Wie stellt sich die Situation des musizierenden Nachwuchses in Zeiten des achtjährigen Gymnasiums für Sie dar – in der Spitze und in der Breite?
Wir bemerken heute eine dramatische Diskrepanz zwischen dem Bedürfnis nach künstlerischer Betätigung und den Möglichkeiten, dies zu tun. Im G-8-Gymnasium müsste man die Lehrpläne unbedingt inhaltlich und mengenmäßig anpassen. Gesamtgesellschaftlich gesehen findet zudem eine totale Verschulung statt, und es gibt immer weniger echte kreative Freiräume. In Teilen Deutschlands findet mittlerweile außerdem ein großes Sterben der Laienmusik statt, das sich auch auf das Interesse für Musikberufe auswirkt. Ähnliche Folgen hat auch der heute schon eklatante Fachlehrermangel im Musikbereich.

Was könnte man tun, um die Qualifikation deutscher Bewerber an Musikhochschulen zu erhöhen?
Ich würde hier unbedingt zu einem differenzierten Blick raten. Es gibt tatsächlich Hochschulklassen, in denen nur Koreanisch gesprochen wird, es gibt aber auch Rektoren, die hier erfolgreich gegensteuern. Ich denke, dass eine gute Breitenförderung entscheidend ist. Deshalb ist es ein gesellschaftspolitischer Skandal, wenn deutschlandweit gut 100. 000 Schüler bei kommunalen Musikschulen nur auf Wartelisten stehen: Durch immer mehr Kürzungen verweigert die Politik den Schülern eine qualifizierte Ausbildung. Und für die Schule gilt: Musik muss wieder Hauptfach werden. Viele Politiker betrachten, auch bedingt durch die Pisa-Studie, die kulturelle Bildung immer noch als bloßen Wurmfortsatz.

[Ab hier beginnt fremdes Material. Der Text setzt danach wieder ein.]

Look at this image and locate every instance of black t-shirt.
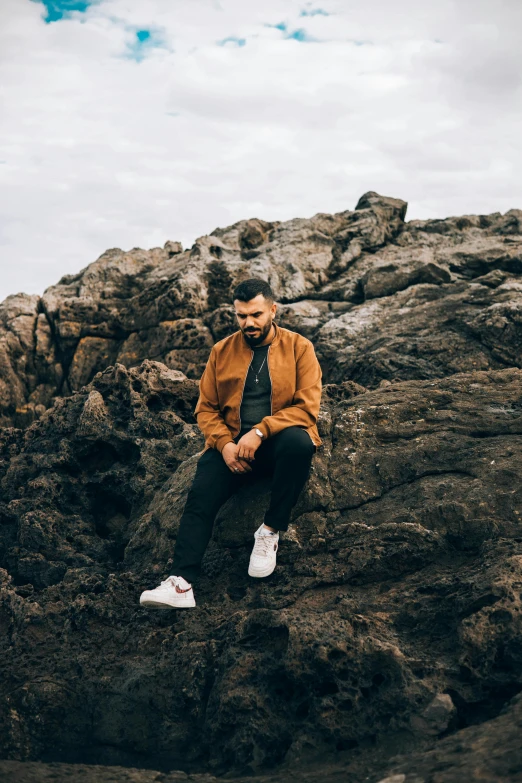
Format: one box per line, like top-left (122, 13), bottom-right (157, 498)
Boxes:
top-left (239, 345), bottom-right (272, 433)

Für die musikalische Bildung sind heute oft die Kulturinstitutionen zuständig: Musiker unterrichten und geben Workshops. Ist das eine Lösung?
Einerseits ist das gut, denn die mit öffentlichen Mitteln geförderten Institutionen sollen unbedingt ihrer gesellschaftlichen Mitverantwortung gerecht werden. Teilweise ist ihre Tätigkeit aber auch absurd. Die Vermittlungskompetenz eines ausgebildeten Schulmusikers kann ein Künstler nicht haben. Die Rückkehr zum orgelschlagenden Dorfschullehrer kann das Ziel nicht sein. Viel entscheidender sind die Qualität und die Kontinuität an Orten der kulturellen Erstbegegnungen in Kindergarten und Schule. Leider neigt die Politik heute eher zu einer Eventisierung der kulturellen Bildung. Events können aber höchstens Impulse setzen.